The CRISIL report highlights that along with coking coal, domestic iron ore prices have also steadily risen since the withdrawal of export duty effective November 2022. Since then, the National Mineral Development Corporation has raised iron ore fines prices by over 30 per cent. It is expected that prices are only set to move up further, with expected healthy domestic demand in a pre-election year and improving global iron ore prices which also rose 20 per cent over the past two months. 

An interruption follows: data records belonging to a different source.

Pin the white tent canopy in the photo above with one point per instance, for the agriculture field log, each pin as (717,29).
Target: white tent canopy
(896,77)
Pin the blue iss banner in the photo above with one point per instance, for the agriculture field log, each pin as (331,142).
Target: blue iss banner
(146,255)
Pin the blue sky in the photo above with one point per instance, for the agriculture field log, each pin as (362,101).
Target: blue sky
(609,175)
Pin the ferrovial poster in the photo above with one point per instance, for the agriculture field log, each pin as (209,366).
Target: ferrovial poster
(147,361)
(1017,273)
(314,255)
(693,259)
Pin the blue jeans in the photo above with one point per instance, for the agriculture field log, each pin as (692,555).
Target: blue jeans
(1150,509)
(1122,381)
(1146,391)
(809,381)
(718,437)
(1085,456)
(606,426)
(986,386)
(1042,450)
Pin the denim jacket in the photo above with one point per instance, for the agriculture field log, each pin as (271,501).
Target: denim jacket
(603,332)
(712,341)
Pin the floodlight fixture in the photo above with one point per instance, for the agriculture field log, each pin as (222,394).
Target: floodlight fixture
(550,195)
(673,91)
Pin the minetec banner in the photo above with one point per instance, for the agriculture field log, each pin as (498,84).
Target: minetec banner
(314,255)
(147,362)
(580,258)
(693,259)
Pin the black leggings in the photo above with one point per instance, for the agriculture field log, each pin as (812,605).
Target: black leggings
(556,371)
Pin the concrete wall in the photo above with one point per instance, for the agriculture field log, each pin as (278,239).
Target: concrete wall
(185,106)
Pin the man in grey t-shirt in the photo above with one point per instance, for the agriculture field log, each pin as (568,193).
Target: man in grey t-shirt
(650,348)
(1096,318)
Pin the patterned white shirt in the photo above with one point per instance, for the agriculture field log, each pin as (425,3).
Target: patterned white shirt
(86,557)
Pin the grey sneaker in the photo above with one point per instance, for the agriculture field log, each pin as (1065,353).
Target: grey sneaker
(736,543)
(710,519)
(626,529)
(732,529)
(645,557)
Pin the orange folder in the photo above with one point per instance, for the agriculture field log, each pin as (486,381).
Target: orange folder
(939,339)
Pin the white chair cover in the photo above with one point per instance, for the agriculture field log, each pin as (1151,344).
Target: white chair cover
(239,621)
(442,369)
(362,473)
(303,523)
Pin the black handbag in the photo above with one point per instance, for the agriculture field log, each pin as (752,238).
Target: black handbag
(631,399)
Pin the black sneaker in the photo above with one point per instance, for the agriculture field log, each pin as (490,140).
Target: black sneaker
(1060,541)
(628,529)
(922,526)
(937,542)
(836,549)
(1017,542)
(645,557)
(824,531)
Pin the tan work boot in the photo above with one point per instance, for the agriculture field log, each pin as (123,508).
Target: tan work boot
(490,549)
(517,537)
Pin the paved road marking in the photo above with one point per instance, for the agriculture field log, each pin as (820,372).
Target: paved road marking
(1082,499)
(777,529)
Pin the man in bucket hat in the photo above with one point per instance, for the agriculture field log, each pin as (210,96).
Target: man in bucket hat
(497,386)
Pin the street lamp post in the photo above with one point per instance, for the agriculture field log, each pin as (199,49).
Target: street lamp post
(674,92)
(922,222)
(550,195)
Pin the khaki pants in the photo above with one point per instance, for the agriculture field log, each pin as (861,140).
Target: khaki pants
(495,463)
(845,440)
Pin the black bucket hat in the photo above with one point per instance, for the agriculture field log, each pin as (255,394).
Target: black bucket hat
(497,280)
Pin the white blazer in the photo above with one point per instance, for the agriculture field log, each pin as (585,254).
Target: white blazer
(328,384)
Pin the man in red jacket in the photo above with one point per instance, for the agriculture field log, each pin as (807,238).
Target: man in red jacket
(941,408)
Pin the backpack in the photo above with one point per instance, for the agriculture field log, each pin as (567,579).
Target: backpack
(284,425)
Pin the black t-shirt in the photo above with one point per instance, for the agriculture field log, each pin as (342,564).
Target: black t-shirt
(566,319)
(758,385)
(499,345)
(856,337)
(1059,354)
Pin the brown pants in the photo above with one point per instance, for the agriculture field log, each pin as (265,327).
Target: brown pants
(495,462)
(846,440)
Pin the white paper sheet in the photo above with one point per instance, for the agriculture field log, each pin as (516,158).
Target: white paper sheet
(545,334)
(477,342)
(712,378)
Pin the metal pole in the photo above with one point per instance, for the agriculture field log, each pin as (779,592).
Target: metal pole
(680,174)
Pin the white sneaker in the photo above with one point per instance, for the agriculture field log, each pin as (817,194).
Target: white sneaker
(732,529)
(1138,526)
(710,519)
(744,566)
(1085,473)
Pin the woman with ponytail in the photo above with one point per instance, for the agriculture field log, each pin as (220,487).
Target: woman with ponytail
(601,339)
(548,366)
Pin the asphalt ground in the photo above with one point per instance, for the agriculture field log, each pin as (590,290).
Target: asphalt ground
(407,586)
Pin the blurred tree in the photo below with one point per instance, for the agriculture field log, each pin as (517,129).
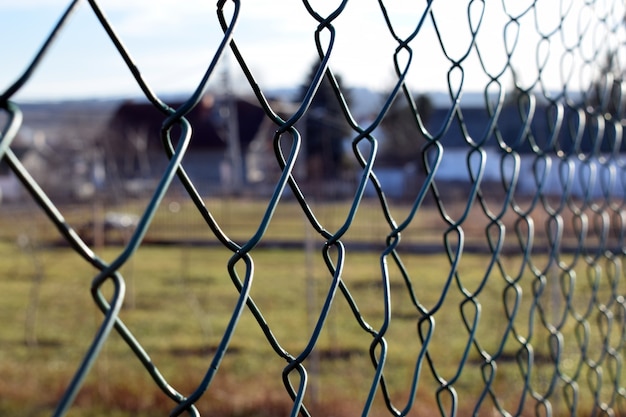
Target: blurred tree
(324,129)
(403,140)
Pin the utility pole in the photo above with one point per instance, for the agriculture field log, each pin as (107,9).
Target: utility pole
(234,145)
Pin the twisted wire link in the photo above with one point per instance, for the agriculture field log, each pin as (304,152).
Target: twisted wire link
(560,282)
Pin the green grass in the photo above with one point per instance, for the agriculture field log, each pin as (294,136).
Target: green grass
(179,299)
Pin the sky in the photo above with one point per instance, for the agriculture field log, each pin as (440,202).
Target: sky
(173,42)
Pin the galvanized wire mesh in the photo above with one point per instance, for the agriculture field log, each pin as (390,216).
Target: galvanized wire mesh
(560,136)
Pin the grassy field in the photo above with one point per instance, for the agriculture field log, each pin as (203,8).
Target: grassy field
(180,297)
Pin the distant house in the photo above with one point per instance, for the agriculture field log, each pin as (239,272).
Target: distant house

Rising input costs has led integrated and secondary players to announce price hikes across segments over the last two weeks, by 2,000-2,500 per tonne.

 

“Projected demand growth at a compound annual growth rate (CAGR) of 8-9% between fiscals 2023 and 2024, along with elevated coking coal prices, will keep flat steel prices propped up at 60,000 per tonne in fiscal 2024. Though this represents a marginal dip of 2-4% over fiscal 2023, on average, it is still considerably higher than the pre-Covid level of 40,000 per tonne,“ said Koustav Mazumdar, Associate Director, CRISIL Research.

“Long steel prices for secondary players are also expected to see a small decline, driven by falling thermal coal prices, which, in turn, will drive primary TMT prices lower by an expected 1-3% next fiscal," he added.